Now what does it mean? So I looked at that specific one. Now I'm ready to look at the approximate minimum degree and I'll contrast it with the perfect minimum degree. There are codes for that and those as become ms. But it turns out -- and I don't know exactly why it's the case -- that the approximate minimum degree usually, if anything, it's superior. So these are the ones to use. So what does minimum degree mean? Minimum degree means -- let's see -- if I took this problem -- I should draw the graph for this matrix. So what does the graph look like for this matrix? I've got six nodes -- let me put six nodes in -- let me put five and the node in the middle will be the one that they're all connected to. In this ordering, those would be one, two, three, four, five and six -- and all the connections go into six. So that's the graph for that matrix.
The graph for this one -- so you probably see it better than I do. What I had originally there -- I guess this is the graph with the numbering one, two, three, four, five, six -- what was there before the fill in happened -- the graph would look the same, but the nodes would have a different numbering, right? One, two, three, four, five, six -- so shall I just put the bad guy here? One, two, three, four, five, six and then what's the point? As soon as I use number three to eliminate four -- three was connected to five, so a new edge is going to appear there. Three was connected to six, three is connected to four. When I use it, a new four, six is going to appear. So those are a couple of the fill ins. Those are the two fill ins in row four. Then when I go onto row five -- I'll fill in there. So those are the three below the diagonal and above the diagonal, non 0s that come from the bad bordering, I think. I didn't prepare that, so I hope it's right. Yeah
So what's minimum degree? Minimum degree is simply sort of a greedy type algorithm. We have no way to look far, far ahead and see what non 0s are coming way, way down the line, so let's just take it where we are, We have to choose what should be the next pivot. Let's say we take that first pivot. Good.
So what are the degrees of these ? Let me redraw the graph before the fill in. One, two, three, four, five, six. So I've got six nodes. That has a degree 1. It's connected only to one other node. Actually, all these have degree one and this one has degree five. Five edges are going out. So the whole point of minimum degree is, don't pick that one. At each step, create the new graph. The graph expresses a fill in and we're not going to be able to avoid some fill in normally -- but at every point, take the graph as it is and choose as the next node to work on -- that means the next row to use an elimination, the next pivot to choose -- choose one that has smallest degree. Don't choose this one.

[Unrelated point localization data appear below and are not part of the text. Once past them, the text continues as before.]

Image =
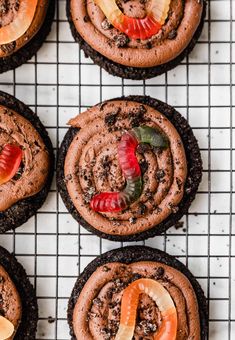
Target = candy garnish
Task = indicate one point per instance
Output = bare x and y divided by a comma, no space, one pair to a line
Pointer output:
10,159
164,302
6,328
118,201
20,23
136,28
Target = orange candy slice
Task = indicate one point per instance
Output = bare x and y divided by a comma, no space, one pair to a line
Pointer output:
136,28
20,23
6,328
10,159
129,305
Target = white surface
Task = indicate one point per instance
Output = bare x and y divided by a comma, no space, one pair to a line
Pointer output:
48,245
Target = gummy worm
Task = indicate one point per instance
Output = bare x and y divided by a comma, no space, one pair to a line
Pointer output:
118,201
10,159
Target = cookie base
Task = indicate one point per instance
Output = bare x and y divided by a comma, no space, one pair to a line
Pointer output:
134,254
21,211
192,182
28,326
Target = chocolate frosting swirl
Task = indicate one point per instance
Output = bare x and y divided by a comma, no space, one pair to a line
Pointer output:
175,35
15,129
8,11
91,166
96,315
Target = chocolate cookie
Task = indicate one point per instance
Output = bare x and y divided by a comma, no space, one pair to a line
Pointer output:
21,293
103,283
23,194
129,56
18,52
165,183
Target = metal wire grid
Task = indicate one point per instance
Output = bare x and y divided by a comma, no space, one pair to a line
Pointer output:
59,83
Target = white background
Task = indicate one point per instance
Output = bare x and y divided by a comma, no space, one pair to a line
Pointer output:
58,83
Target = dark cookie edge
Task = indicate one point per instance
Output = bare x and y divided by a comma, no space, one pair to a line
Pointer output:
28,327
128,72
20,212
29,50
132,254
193,179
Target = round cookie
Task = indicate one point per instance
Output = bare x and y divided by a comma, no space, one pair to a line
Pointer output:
28,325
134,231
19,212
27,51
124,65
95,280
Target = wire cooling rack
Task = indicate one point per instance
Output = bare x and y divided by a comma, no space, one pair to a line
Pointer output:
59,83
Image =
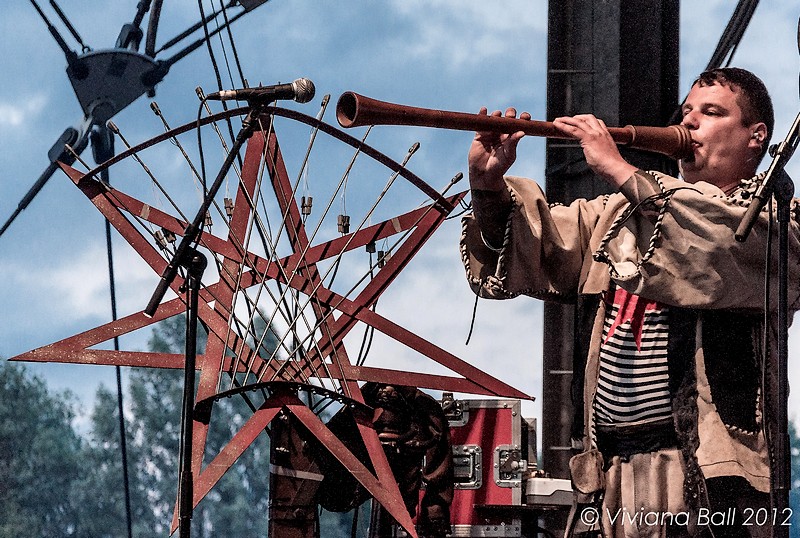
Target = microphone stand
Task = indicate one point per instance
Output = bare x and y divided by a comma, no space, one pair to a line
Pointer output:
778,182
187,256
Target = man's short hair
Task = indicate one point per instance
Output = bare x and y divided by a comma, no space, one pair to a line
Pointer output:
753,97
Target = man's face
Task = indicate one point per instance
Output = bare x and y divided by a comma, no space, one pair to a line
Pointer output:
725,149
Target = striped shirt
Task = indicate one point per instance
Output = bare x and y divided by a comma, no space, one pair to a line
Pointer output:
633,386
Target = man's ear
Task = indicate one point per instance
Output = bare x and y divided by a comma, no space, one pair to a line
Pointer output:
759,135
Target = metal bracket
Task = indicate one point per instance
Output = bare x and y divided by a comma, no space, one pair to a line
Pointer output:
508,466
467,466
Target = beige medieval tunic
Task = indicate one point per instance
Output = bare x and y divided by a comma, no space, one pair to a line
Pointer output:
667,241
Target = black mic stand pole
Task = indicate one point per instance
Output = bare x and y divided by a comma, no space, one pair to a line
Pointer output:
778,182
194,274
187,256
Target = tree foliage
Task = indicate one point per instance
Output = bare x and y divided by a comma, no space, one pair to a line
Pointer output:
40,457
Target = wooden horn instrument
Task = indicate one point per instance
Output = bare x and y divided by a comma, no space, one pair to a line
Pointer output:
354,110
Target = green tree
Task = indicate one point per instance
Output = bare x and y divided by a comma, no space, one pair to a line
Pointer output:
237,505
40,457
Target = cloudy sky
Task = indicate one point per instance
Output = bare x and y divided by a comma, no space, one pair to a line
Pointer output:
445,54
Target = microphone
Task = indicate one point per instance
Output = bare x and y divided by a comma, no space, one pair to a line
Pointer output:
301,90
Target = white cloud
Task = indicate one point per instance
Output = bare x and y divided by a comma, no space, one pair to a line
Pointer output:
15,114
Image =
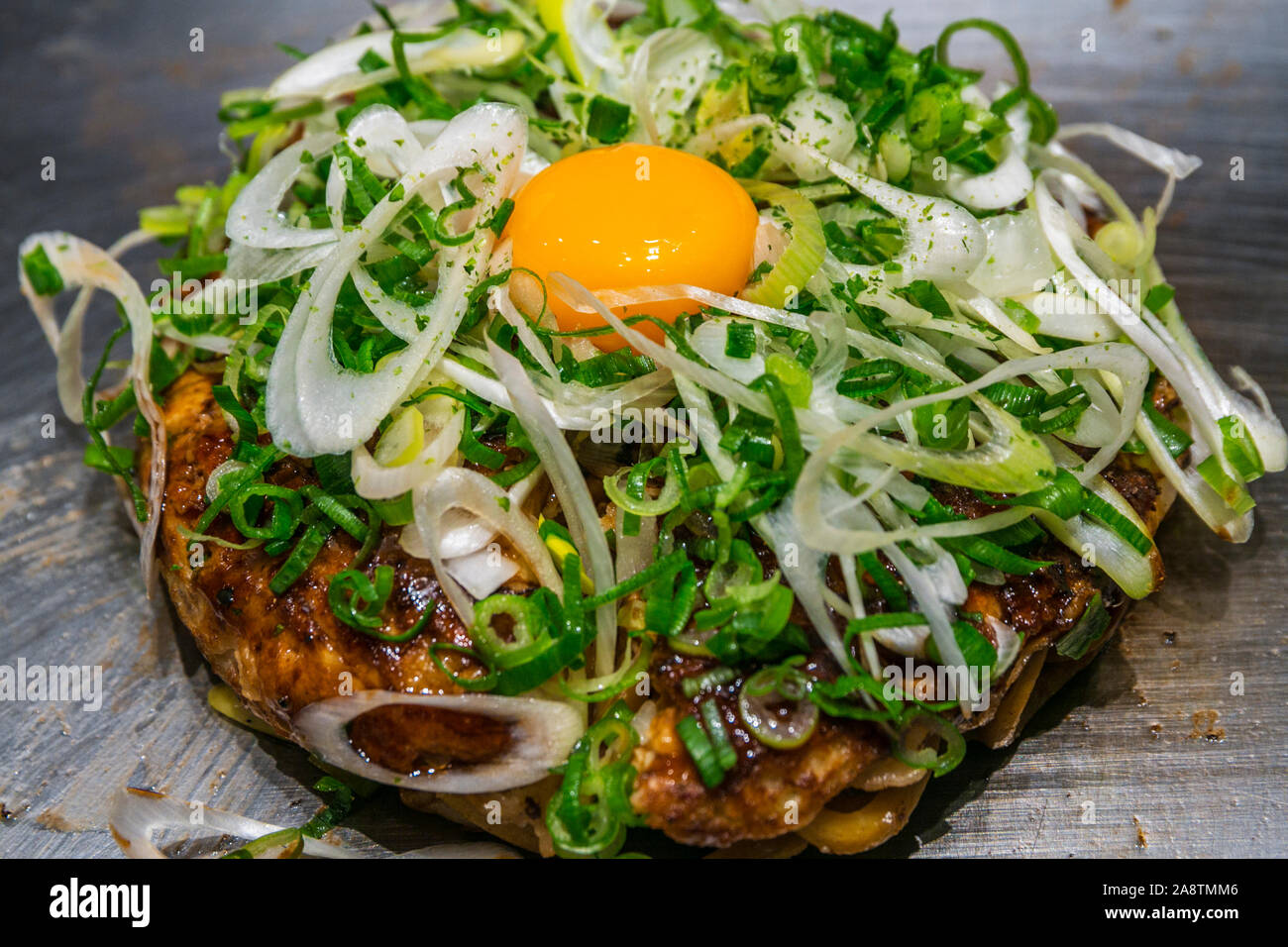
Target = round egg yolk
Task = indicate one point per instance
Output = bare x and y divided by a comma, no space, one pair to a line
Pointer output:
632,215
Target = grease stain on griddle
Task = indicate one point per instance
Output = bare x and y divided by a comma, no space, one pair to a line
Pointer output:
1206,728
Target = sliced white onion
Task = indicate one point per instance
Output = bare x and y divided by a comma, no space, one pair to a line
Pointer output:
482,573
138,814
570,486
1017,260
1009,182
314,406
459,488
1008,644
80,263
256,218
541,736
375,480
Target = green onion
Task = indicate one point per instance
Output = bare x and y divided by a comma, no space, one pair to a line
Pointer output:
804,253
726,758
1231,489
339,510
589,813
1087,630
887,583
1103,510
286,505
1064,496
249,127
739,341
926,758
1239,449
606,120
301,556
42,273
357,600
700,750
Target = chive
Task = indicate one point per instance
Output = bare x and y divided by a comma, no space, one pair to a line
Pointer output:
707,681
110,460
339,510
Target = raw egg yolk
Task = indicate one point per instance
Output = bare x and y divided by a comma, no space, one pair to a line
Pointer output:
632,215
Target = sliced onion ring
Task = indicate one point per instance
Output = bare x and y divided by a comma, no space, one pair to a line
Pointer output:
542,735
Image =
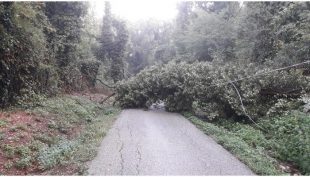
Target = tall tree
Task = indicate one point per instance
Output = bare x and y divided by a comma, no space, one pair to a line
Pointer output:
64,42
22,49
114,38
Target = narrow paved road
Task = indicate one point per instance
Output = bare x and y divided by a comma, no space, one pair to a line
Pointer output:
161,143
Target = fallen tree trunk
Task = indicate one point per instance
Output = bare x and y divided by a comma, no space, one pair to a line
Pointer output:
107,98
278,90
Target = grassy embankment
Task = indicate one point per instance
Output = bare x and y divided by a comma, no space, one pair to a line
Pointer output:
280,149
57,137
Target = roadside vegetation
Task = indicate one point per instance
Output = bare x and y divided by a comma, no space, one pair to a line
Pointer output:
48,49
57,137
274,151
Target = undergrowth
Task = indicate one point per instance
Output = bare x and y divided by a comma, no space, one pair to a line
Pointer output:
246,143
75,127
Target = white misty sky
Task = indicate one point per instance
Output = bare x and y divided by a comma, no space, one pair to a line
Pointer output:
135,10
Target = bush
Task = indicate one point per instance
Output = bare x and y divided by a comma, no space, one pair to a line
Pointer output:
50,156
291,134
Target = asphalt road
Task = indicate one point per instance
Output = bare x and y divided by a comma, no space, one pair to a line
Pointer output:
156,142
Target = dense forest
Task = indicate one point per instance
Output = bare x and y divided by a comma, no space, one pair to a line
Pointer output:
191,62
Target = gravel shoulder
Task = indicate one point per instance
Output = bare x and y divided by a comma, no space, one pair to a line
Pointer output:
156,142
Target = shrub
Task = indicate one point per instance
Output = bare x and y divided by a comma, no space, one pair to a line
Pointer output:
50,156
291,134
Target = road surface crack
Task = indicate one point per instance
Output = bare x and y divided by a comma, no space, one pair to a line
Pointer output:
139,158
120,150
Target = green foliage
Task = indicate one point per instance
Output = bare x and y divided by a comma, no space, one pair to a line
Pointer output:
239,145
23,162
23,150
291,137
8,165
58,153
181,85
113,39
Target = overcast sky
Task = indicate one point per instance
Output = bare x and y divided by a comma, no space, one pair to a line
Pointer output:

So for this very special case, we have five choices for what comes first. We make a choice like that one. We do elimination. In this case, it doesn't fill in anything. Now I'm looking at the rest of the graph. I have four nodes there with degree only 1 and a node there with high degree, so I don't choose that. So I choose 2 and so on. So of course, minimum degree, approximate or perfect or any dumb idea is going to create the right ordering that produces this matrix. I hope you see what minimum degree is. At every stage, you look down the column, just as here. Actually, what would minimum degree give here? I would love to have a complete picture. I think we could at least see at the start.
Let me erase this red-black ordering and prepare to write in a minimum degree order. So what node do I take first? Remember, the graph really does not have these pieces. I might as well erase them now. Shall I just erase -- these are pieces that connect to known values that are on the right hand side. So I think the graph doesn't have those connections, those connections -- it's going to look pretty much as it did before, but I think now we have the graph of actual 16, the graph that we should be looking for. That's the graph of our matrix, the graph of the non 0 structure in the matrix.
So what do you take as the first node? You take the corners, right? The corners are going to win, because they have degree 2. These guys have degree 3. There's a degree 2, so I might take that -- let's see what happens. When I take this one, then I have to see when I use that as the pivot, exactly what I did here -- what's going to fill in? I guess explicitly I know that two new edges fill in and what are they? Maybe they're the same. I guess they are. This is edge number -- on the graph, it's probably easier to see than in the matrix. So I use this guy. By elimination, I'm removing the connections, so it maybe sits there, surviving to remind me which node wasn't numbered one, but these connections have been removed by elimination. That entry became a 0 and that entry became a 0, but there was a fill in here, right?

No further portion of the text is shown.